I mean...I think that's true? Like you need to have seen Char's Counterattack (what a coincidence they put it on Netflix a week releasing this lol) and understand that the Federation is corrupt and elitist. But as to the actual nature of the conflict I think it's pretty straightforward; after Char's Counterattack and seeing the Federation's corruption, Hathaway got disillusioned and decided that Char was right about moving mankind into space, and he started a terrorist organization with the goal of taking out top Federation officials. That's kinda it?
Yeah, it's been a minute since I have seen Char's Counterattack, so it's probably time to watch it again.
 

FelixSH

(He/Him)
The first movie trilogy recently appeared on Netflix, so I decided to try it. I do enjoy it (particularly the old artstyle, but also the whole feel of the show), but it also feels very action-heavy.
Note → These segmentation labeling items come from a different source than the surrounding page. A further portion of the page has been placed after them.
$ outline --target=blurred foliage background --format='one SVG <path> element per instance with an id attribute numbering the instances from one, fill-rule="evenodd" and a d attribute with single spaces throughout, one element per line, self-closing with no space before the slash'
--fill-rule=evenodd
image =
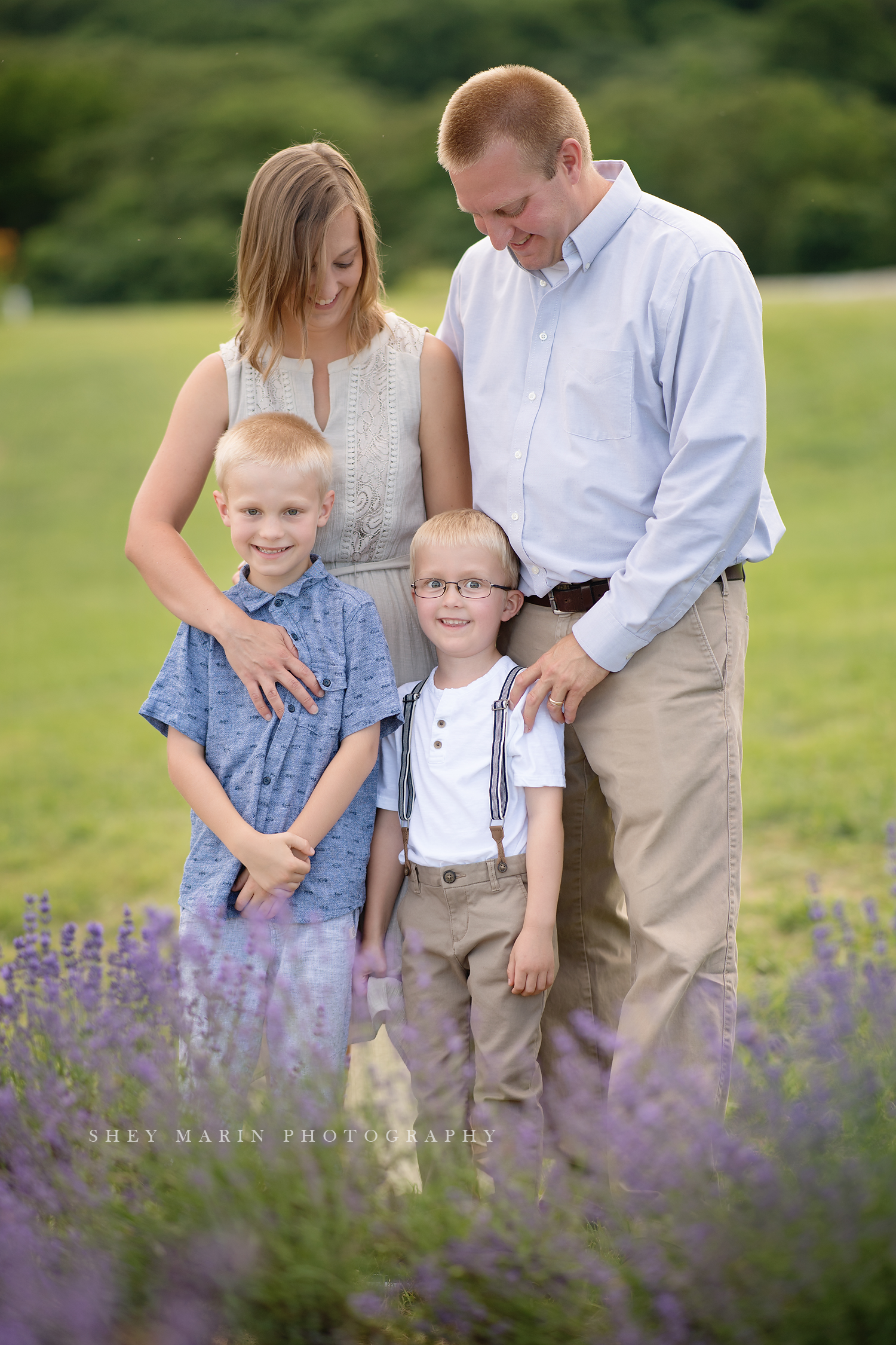
<path id="1" fill-rule="evenodd" d="M 246 187 L 344 149 L 391 284 L 477 237 L 446 95 L 536 65 L 759 274 L 896 262 L 896 0 L 0 0 L 0 253 L 52 303 L 228 293 Z"/>

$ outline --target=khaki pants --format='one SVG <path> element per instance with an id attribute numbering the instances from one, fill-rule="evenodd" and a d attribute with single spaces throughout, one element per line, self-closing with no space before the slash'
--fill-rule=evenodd
<path id="1" fill-rule="evenodd" d="M 572 629 L 524 603 L 508 652 L 529 666 Z M 566 730 L 560 971 L 544 1017 L 574 1009 L 627 1059 L 672 1049 L 705 1068 L 724 1111 L 731 1080 L 740 898 L 740 764 L 747 648 L 743 581 L 717 581 L 681 620 L 584 698 Z"/>
<path id="2" fill-rule="evenodd" d="M 423 1180 L 446 1145 L 458 1150 L 472 1126 L 473 1154 L 486 1170 L 492 1155 L 497 1159 L 516 1142 L 521 1119 L 528 1123 L 531 1162 L 540 1161 L 539 1048 L 548 995 L 524 998 L 508 986 L 528 889 L 525 855 L 508 855 L 506 862 L 505 874 L 497 873 L 497 858 L 443 869 L 411 865 L 399 907 L 404 1003 L 416 1038 L 411 1081 Z M 489 1132 L 492 1139 L 482 1143 Z"/>

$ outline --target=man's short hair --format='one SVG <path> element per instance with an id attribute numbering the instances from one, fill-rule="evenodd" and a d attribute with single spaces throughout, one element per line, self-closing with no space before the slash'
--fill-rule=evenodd
<path id="1" fill-rule="evenodd" d="M 333 451 L 318 429 L 289 412 L 249 416 L 218 440 L 215 476 L 227 491 L 227 473 L 244 463 L 298 467 L 313 477 L 321 499 L 333 483 Z"/>
<path id="2" fill-rule="evenodd" d="M 450 508 L 420 523 L 411 541 L 411 581 L 416 578 L 473 578 L 470 574 L 427 576 L 416 573 L 416 557 L 422 546 L 482 546 L 490 551 L 501 569 L 501 577 L 510 588 L 520 582 L 520 562 L 504 529 L 478 508 Z M 485 574 L 476 576 L 486 578 Z"/>
<path id="3" fill-rule="evenodd" d="M 586 164 L 591 137 L 566 85 L 531 66 L 482 70 L 457 89 L 442 114 L 439 163 L 447 172 L 477 164 L 496 140 L 512 140 L 523 157 L 553 178 L 564 140 L 578 140 Z"/>

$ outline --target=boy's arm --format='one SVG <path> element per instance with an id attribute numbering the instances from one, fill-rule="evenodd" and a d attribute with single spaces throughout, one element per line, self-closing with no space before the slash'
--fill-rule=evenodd
<path id="1" fill-rule="evenodd" d="M 510 951 L 508 985 L 514 995 L 536 995 L 553 985 L 553 927 L 563 874 L 563 790 L 527 788 L 529 894 L 523 929 Z"/>
<path id="2" fill-rule="evenodd" d="M 395 898 L 404 880 L 404 865 L 399 859 L 404 842 L 398 812 L 376 810 L 371 858 L 367 865 L 367 901 L 364 902 L 364 933 L 355 958 L 352 972 L 355 994 L 367 993 L 368 976 L 386 975 L 386 931 L 392 919 Z"/>
<path id="3" fill-rule="evenodd" d="M 172 726 L 168 726 L 168 775 L 193 812 L 257 882 L 270 893 L 282 894 L 282 900 L 296 890 L 310 865 L 294 851 L 314 854 L 309 842 L 296 830 L 263 835 L 250 827 L 208 767 L 201 744 Z"/>
<path id="4" fill-rule="evenodd" d="M 302 835 L 309 846 L 316 846 L 345 812 L 360 787 L 376 765 L 380 744 L 380 726 L 371 724 L 357 733 L 349 733 L 339 745 L 336 756 L 312 790 L 308 803 L 298 814 L 292 833 Z M 313 854 L 313 849 L 310 854 Z M 246 865 L 249 869 L 249 865 Z M 308 870 L 305 870 L 308 872 Z M 271 893 L 258 874 L 251 874 L 240 886 L 236 909 L 243 915 L 275 919 L 286 902 L 289 893 Z"/>

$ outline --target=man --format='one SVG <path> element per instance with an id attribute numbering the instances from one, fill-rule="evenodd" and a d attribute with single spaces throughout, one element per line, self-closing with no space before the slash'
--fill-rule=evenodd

My only experience with Gundam is Wing, which I only remember vaguely - I have no idea how these shows normally work.

I'm aware, that these movies are just a condensed version of the first TV show. As I understand it, it basically cuts out the filler from the show. But as it is, I feel like I would prefer a slower paced show, with more room to breath? So, is the stuff that has been cut for the movies worth watching? I do enjoy filler, if it isn't godawful. But do you guys feel that the filler adds to the show, and to the characters?